Wait. Maybe that’s not a difference between the countries but me growing up. Not sure. Lol
12. Hansel or Zoolander? Why?
As a friend? Zoolander. As a coworker? Hansel. As a classmate? Zoolander. Zoolander is an idiot, but he means well so we could hang. If we had to work together on a set, I would murder him. Hansel seems like he gets that team work is part of the job. As a classmate, I could destroy Zoolander. Mwahahaha! I can’t help it. I’m really competitive when it comes to academics.
13. What’s been your favorite acting/modeling gig so far?
Hard to say! Each job is so different, and each area of entertainment is so different. As far as television work, the show I am doing now is my favorite by far. Working with the same team every week is great. You really become family. The commercial we did together for Dominos Pizza is my favorite commercial. What a great shoot that was! I am only sad they didn’t play that commercial more on TV. It was too funny! For modeling, working on Tommy Hilfiger’s anniversary campaign and meeting Tommy himself was amazing.
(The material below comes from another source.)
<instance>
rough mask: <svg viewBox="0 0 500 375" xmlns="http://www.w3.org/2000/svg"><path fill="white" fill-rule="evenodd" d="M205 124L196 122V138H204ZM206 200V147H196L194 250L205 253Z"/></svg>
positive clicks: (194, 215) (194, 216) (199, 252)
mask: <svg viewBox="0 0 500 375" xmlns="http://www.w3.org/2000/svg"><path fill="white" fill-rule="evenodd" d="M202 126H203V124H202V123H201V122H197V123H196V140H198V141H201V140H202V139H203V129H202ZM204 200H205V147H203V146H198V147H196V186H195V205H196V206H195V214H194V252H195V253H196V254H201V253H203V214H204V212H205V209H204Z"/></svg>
14. How would you compare your job to say teaching English here in Japan (which is quite common for most foreigners)?
I think both jobs have their pluses and minuses. Both jobs are meaningless if you don’t really pour yourself into it and give it your all.
I do think teaching in a way is like show business. You have to keep students entertained or you will lose them. My favorite teachers were the ones that kept me laughing while learning. My mom is a teacher, and she is always “on” when she is at work. She is always telling me the classroom is her stage and I really respect that.
15. Are there any models, actors, musicians, or entertainers who truly inspire you?
Anyone who is speaking a second language and working in entertainment is amazing I think. Jackie Chan, Julie Dreyfus. Antonio Banderas. All of them amaze me! Shirley Manson, the lead singer of Garbage, makes my day. Also, Kathy Griffin is really making me laugh a lot lately.
16. Are there any gigs that you haven’t done that you would like to try doing in the future?
Well, I really want to do a crazy horror flick one day. A microwave that is cursed and kills you one month after you use it? I am in! Also, I really want to do something with my mom sometime. I keep trying to sneak her on to the television show I am doing now. I can’t think of a better way to say thanks for all the support than to put her out there with me!
17. Where can people go to check out some of your work?
If you search in Google or You Tube under my name in Japanese, the television show I am appearing in will come up. If you are interested, feel free to check it out: クリスマッコームス 五時に夢中. If you are in Tokyo you can watch it on Wednesday at 5pm!